Tangles Beyond Corporeal
Papers from God is what he searched for
Papers strewn about in rampant tangles
Tangles in his mind that blended dreams and tasks
Tangles of unfinished business that he never tended
Tended to us as long and well as he was able
Tended toward chaos in his personal spaces
Spaces grown longer between lucid thoughts
Spaces filled with stacks of papers in jumbles
Jumbles of memories more real than ebbing life
Jumbles of lighters flashlights and pocket knives
Knives of cancer slicing apart his liver
Knives of pain slicing into my heartsick soul
Soul turned inward or outward where I couldn’t go
Soul to soul we once were until his slipped away
Away into dream visions that were his alone
Away to a new reality I couldn’t see or share
Share the business of life for so many years
Share the stuff of living too soon no more
More much more left to be tended to
More letters to finish and policies to find
Find every stack I could lay hands on
Find the inner grasp of growing panic
Panic that wasn’t really about the insurance
Panic and beg him to please help me search
Search through drawers and bins gathered
Search through decades of our shared lives
Lives represented by batches of ephemera
Lives so long intertwined now coming unraveled
Unraveled I yelled and demanded and blamed
Unraveled lucidity and fraying understanding
Understanding nothing now of what I needed
Understanding faded away beyond my reach
Reach for the edge of the drawer now unseeing
Reach desperately for wherever his soul is wandering
Wandering fingers aimless and futilely stretching
Wandering eyes disconnected from here and now
Now I see what I’ve been hiding from in this mission
Now I ask do you know what we’re looking for
For the papers from God he says and he means it
For him that’s all that still remains unfinished
Unfinished business doesn’t include crumpled papers
Unfinished bits and pieces of his unneeded material life
Life and death intertwine as we once we woven together
Life becomes porous and uncertain as death approaches
Approaches slipping and dancing in the tattered shreds
Approaches and swallows up all that is corporeal
Corporeal matters no longer any of his business
Corporeal life ending and yet still unfinished
It seemed so very urgent at the time – those life insurance papers I couldn’t seem to find. I’d given them very little thought over the years. They were something that lived far back in my mind – so much so, that when Jim told me he was changing the policy from one carrier to another, and why, I agreed that it made sense to me, too, and didn’t even pay much attention to where the new policy was coming from.
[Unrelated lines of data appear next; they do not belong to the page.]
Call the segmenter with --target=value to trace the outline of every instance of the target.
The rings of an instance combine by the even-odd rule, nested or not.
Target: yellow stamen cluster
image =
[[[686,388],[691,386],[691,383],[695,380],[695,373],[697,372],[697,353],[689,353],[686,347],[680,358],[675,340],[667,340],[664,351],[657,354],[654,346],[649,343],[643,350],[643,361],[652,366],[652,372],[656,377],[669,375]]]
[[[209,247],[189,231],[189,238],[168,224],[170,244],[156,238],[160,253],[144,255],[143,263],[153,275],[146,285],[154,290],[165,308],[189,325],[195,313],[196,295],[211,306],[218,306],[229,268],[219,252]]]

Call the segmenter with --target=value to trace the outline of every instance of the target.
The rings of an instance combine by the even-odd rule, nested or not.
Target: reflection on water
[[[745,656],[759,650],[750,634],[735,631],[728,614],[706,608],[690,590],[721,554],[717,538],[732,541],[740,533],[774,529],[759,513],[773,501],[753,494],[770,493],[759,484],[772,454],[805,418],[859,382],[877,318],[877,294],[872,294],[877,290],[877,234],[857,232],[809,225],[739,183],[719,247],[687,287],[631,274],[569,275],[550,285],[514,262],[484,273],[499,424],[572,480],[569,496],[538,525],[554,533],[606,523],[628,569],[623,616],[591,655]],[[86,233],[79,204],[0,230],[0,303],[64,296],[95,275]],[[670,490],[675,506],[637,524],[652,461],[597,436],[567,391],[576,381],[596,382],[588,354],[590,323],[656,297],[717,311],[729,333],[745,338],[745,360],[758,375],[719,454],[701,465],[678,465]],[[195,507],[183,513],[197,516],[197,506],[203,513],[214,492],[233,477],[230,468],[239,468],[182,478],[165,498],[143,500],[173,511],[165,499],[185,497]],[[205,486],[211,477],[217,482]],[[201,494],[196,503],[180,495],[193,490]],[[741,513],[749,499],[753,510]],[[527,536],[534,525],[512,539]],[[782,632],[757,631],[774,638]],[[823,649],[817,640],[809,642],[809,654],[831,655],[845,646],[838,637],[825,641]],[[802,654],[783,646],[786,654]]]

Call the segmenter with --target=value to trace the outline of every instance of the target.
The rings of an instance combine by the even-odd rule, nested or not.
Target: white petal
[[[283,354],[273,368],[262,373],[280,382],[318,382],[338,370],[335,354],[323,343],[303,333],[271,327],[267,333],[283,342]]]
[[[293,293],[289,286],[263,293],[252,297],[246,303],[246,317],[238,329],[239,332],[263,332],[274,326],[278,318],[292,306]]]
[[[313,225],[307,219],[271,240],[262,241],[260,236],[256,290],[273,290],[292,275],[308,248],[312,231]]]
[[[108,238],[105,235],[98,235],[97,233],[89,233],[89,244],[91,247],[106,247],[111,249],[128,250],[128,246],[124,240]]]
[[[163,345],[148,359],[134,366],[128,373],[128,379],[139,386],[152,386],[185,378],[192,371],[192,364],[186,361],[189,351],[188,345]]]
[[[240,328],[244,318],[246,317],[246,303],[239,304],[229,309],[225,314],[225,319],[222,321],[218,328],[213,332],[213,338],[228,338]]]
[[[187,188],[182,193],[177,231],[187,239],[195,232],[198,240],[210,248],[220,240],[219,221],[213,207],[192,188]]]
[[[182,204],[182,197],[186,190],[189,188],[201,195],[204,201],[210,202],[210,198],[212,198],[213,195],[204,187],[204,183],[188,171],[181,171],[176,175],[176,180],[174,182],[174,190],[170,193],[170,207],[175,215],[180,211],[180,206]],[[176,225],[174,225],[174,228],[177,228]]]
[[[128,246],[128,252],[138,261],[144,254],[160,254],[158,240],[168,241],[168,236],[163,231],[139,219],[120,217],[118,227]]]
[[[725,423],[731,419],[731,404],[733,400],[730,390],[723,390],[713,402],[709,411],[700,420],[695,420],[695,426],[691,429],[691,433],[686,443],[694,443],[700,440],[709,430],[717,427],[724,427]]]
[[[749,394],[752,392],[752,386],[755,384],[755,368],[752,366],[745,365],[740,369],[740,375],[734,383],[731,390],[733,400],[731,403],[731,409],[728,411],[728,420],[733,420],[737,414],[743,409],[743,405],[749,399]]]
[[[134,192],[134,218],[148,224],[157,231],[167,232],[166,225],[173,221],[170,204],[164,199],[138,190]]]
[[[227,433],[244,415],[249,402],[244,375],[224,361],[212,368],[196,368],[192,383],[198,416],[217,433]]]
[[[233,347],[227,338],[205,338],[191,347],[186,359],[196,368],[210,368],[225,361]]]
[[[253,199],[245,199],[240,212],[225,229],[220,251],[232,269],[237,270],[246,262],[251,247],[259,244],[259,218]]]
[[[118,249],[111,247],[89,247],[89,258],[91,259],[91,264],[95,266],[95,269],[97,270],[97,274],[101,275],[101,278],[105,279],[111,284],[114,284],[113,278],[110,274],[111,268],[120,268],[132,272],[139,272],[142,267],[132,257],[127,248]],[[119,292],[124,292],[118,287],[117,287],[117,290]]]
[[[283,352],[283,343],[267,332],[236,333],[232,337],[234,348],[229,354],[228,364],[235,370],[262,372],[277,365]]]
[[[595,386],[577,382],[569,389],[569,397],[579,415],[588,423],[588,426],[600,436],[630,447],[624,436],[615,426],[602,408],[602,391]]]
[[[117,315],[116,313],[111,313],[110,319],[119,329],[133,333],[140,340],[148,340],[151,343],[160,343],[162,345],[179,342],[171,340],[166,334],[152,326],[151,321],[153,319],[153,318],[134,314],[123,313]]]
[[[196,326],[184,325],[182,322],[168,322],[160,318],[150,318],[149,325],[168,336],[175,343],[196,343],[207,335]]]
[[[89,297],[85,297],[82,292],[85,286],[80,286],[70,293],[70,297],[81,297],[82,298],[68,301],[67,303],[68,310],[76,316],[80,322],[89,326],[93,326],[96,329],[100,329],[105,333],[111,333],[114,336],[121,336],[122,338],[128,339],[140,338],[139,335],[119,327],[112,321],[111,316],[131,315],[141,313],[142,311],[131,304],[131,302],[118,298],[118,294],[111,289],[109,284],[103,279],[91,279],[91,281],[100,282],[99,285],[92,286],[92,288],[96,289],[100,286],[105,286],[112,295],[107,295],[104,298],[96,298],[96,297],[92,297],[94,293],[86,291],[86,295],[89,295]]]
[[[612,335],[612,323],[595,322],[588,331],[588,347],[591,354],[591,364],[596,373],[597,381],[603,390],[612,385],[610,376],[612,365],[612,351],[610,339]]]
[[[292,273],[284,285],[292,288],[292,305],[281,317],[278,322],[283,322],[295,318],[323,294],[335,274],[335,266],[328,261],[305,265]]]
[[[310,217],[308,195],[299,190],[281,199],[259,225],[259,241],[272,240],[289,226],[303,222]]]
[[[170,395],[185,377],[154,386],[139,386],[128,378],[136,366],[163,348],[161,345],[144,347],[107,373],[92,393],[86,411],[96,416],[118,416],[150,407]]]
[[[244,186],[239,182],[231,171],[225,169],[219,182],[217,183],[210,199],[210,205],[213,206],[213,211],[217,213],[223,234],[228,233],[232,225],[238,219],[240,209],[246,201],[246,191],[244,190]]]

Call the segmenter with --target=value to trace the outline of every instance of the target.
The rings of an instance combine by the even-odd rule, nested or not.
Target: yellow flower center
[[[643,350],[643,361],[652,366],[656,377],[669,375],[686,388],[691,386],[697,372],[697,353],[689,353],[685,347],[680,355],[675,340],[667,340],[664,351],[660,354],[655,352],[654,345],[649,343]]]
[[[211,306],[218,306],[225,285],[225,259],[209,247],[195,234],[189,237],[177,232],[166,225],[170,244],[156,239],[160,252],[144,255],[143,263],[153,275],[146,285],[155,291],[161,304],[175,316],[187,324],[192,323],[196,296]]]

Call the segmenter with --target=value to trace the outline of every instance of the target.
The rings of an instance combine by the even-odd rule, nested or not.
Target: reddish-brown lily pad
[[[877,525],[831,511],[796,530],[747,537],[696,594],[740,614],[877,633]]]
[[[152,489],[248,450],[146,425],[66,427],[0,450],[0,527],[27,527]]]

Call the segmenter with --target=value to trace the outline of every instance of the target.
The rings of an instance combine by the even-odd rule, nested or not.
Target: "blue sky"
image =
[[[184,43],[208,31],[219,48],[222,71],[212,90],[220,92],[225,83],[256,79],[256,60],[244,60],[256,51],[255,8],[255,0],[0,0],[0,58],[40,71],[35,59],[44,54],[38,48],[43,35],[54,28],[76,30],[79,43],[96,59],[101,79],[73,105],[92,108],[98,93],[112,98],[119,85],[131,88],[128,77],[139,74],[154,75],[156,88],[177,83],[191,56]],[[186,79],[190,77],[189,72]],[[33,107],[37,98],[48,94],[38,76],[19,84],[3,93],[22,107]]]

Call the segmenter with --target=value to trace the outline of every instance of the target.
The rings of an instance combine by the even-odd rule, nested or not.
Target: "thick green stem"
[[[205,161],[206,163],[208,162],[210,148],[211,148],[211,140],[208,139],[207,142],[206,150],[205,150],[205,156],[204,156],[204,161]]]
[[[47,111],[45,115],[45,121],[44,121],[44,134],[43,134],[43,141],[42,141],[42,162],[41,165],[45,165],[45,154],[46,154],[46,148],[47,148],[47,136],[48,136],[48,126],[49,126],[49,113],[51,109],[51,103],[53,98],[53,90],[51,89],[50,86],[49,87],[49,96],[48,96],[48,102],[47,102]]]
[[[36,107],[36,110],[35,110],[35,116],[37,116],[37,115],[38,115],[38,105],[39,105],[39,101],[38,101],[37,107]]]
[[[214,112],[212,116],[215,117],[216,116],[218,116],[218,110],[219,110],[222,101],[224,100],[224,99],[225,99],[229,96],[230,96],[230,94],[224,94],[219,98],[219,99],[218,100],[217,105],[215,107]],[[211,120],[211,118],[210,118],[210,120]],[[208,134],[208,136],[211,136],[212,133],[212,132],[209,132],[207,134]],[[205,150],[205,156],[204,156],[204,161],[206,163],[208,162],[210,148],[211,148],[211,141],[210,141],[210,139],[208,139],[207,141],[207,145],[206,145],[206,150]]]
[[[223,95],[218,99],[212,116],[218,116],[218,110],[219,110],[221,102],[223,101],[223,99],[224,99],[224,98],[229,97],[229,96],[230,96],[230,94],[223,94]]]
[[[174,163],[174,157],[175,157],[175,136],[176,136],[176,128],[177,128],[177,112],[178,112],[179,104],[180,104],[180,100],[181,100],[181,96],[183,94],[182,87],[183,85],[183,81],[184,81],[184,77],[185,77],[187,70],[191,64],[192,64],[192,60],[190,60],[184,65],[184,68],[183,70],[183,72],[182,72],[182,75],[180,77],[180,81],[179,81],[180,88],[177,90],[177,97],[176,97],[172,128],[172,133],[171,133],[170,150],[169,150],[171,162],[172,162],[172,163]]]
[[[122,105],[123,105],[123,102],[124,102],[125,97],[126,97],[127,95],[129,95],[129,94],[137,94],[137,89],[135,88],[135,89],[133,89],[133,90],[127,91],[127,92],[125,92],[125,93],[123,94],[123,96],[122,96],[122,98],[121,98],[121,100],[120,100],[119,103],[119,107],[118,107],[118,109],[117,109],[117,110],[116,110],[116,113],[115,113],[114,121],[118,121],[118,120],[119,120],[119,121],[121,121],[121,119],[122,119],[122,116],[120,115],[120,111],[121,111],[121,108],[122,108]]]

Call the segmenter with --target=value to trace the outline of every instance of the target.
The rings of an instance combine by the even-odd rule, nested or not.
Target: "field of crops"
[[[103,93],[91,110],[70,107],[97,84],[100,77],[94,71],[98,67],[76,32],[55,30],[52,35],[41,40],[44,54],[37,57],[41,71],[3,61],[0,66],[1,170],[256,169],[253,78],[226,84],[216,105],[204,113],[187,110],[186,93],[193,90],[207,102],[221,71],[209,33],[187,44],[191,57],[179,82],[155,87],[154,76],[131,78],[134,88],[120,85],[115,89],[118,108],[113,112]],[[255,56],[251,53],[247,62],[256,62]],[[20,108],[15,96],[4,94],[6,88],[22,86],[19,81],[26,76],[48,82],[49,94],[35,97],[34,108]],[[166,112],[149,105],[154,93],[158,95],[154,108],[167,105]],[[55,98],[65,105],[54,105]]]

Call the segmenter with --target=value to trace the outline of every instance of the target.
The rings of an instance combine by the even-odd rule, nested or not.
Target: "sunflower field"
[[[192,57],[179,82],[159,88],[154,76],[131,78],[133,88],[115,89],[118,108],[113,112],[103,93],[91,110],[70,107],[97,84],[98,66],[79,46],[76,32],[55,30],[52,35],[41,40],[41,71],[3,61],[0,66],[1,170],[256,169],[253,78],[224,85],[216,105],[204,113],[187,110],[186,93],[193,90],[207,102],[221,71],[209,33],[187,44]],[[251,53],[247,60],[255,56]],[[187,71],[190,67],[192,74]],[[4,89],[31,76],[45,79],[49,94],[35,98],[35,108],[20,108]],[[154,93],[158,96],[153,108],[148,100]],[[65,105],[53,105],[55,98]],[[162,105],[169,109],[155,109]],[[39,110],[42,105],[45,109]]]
But when he was diagnosed with terminal metastatic pancreatic cancer, they suddenly seemed like the most important thing in the world.
I begged Jim to find them while he was still feeling somewhat well. But he was busy with other things then – making a bucket list and planning trips to Oregon to see his family and his childhood homes one last time, and to Arizona, where he and I met, so we could share the Grand Canyon and Sedona with our children, flying first class, and maybe even renting a houseboat on Lake Powell, which had been a dream of his for decades.
He was also doing things to see to our well-being – filing for SSDI, arranging to begin chemotherapy to give us the most time together, even climbing up on the battered roof to patch it yet again. He did some tidying of personal spaces, but there were doctor’s appointments to keep and calls to his family to make, and friends to touch base with while he still had the chance…
And then it was the first day of chemo, only a couple of weeks after the initial diagnosis – and Jim reacted badly to two of the infusions, and ended up in the emergency room. The eventual verdict was that he’d had a minor heart attack, because his liver was too compromised by the tumors consuming it, and it was forcing his heart to work harder than it could manage.
Chemo was canceled, and liver stents were placed to attempt to help the bile ducts bypass the tumors and give him a bit more time…
But it wasn’t to be. Ten days in the hospital, and Jim left visibly yellow from growing jaundice, and on hospice care. He’d grown weaker and less capable in those days, and, though he rebounded a bit once he was home and could do as he pleased when he pleased, he continued to fade – and my efforts to chivvy him into taking care of the things I thought he needed to failed more and more often.
Sometimes, the unfinished business is only exiting life, and nothing else matters.
As it turns out, I still haven’t found the policy, but I did find the charge on our bank statement, and that was enough for me to eventually get the ball rolling. We’re still waiting, but getting closer to resolution.
It wasn’t the big deal I thought it was. Most things weren’t. I’ve learned that I can work through them, a little at a time.